1.   bank 1 zn. 'zitplaats, meubelstuk; ondiepte in zee'
categorie:
substraatwoord
Mnl. banc 'meubelstuk' [1240; Bern.], 'werktafel, winkelbank' in de samenstelling wissel bank [1285; CG II, Rijmb.]; 'rechtbank, schepenenbank' in voer die banke [1340-79; MNW]; vnnl. banc(k) 'ligplaats van schepen' [1536; MNHWS], 'ondiepte in de zee' [1645; WNT bult I].
Algemeen Germaans woord met oorspr. betekenis 'heuveltje'; de huidige betekenis 'verhoging in zee' ligt hier nog dicht bij. Uit 'heuveltje' ontwikkelde zich 'zitplaats', waaruit 'zit-, ligbank', 'op banken zetelend college' en 'werkbank, -tafel' zijn ontstaan.
Os. bank 'zitplaats, rechtbank'; ohd. banch 'zitbank' (nhd. Bank ook 'zitplaats'); ofri. bank, benk (nfri. bank 'meubel, tafel, toonbank; stapel, verheffing in zee, harde bodemlaag'); oe. benc 'zitplaats, rechtbank' (ne. bench), bank 'heuvel' (ne. bank); on. bekkr 'zitbank' (nzw. bänk 'id.'); < pgm. *banki- 'heuveltje'.

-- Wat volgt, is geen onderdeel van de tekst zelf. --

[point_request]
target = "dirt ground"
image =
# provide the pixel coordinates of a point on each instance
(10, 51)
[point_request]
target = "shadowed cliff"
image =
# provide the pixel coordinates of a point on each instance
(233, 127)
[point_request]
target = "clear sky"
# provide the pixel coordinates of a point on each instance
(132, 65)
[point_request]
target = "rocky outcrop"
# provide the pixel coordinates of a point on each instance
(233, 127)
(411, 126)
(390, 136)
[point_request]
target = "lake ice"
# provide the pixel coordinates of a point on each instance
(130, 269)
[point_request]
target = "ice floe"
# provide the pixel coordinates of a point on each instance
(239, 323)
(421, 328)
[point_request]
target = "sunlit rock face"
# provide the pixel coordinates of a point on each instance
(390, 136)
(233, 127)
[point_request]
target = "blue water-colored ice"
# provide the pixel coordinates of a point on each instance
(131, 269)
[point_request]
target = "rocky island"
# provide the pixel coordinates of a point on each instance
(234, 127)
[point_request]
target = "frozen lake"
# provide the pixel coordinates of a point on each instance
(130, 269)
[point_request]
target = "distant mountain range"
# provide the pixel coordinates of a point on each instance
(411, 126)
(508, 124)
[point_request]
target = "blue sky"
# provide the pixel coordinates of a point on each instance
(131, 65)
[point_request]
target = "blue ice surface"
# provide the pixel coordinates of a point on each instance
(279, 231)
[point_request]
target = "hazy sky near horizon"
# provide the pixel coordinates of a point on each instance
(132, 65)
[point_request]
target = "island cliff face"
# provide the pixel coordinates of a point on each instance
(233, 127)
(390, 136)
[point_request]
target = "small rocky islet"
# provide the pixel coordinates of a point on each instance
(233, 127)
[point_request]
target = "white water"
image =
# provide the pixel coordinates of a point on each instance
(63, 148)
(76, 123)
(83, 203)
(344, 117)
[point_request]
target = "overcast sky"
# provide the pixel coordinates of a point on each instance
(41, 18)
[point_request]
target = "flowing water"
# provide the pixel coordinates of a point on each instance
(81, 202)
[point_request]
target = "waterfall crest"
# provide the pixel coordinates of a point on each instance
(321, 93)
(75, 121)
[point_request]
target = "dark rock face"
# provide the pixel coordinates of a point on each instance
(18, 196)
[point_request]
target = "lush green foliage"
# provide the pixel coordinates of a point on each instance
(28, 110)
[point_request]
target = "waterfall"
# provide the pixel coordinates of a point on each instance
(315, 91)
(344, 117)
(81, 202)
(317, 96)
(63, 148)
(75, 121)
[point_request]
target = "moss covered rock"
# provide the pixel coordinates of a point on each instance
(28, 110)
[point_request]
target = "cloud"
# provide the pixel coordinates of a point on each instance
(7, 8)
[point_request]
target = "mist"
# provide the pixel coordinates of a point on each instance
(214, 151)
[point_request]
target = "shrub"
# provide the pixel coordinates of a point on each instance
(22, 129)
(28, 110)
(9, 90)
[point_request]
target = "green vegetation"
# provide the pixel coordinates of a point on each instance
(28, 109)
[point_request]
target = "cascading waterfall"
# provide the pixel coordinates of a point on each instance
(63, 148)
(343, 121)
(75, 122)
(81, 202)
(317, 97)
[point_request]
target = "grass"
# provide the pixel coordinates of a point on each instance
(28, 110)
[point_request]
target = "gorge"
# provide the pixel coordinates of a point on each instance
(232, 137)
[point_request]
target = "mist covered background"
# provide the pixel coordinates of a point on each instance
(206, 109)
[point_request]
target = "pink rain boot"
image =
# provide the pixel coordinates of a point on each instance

Het Germaanse woord betekende oorspr. 'heuveltje' (verwant met on. bakki 'heuvel' < *banka(n)). De verdere etymologie is onduidelijk en omstreden. In elk geval hoort het niet bij Sanskrit bhañj- 'verbreken'. Het gaat hoogstwrsch. om een substraatwoord.
De polysemie van het inheemse bank was in het Middelnederlands hoger dan nu. Diverse betekenissen van toen zijn overgegaan op samenstellingen met -bank als tweede lid. In zandbank 'zandige verhoging in zee of rivier' (Sant-Banck [1633; WNT zandbank]) vinden we de oorspr. Germaanse betekenis van het woord terug; het relatief laat geattesteerde mistbank [1881; WNT mist I] kan hiernaast geplaatst worden: beide zijn een obstakel, plat (in de breedte veel groter dan in de hoogte), en bestaan uit materie die door het eerste lid wordt aangeduid. In rechtbank (rechtbanck [1612; WNT wederpart]) heeft bank de overdrachtelijke betekenis 'zetel van het recht'. Van een zitfunctie is geen sprake meer in pijnbank 'folterwerktuig' (pijnbanck [1556; WNT pijnbank]) en toonbank 'uitstaltafel' (tombanck (met assimilatie) [1567; WNT], toonbanck [1613; WNT voordoen II]), en evenmin in draaibank 'werktuig waarmee men voorwerpen kan laten draaien om deze met gereedschappen te bewerken' (draeibanck [1662; WNT draaibank]) en werkbank 'werktafel' (werckbanck [1556; WNT werken I]); hier is bank bijna synoniem met tafel.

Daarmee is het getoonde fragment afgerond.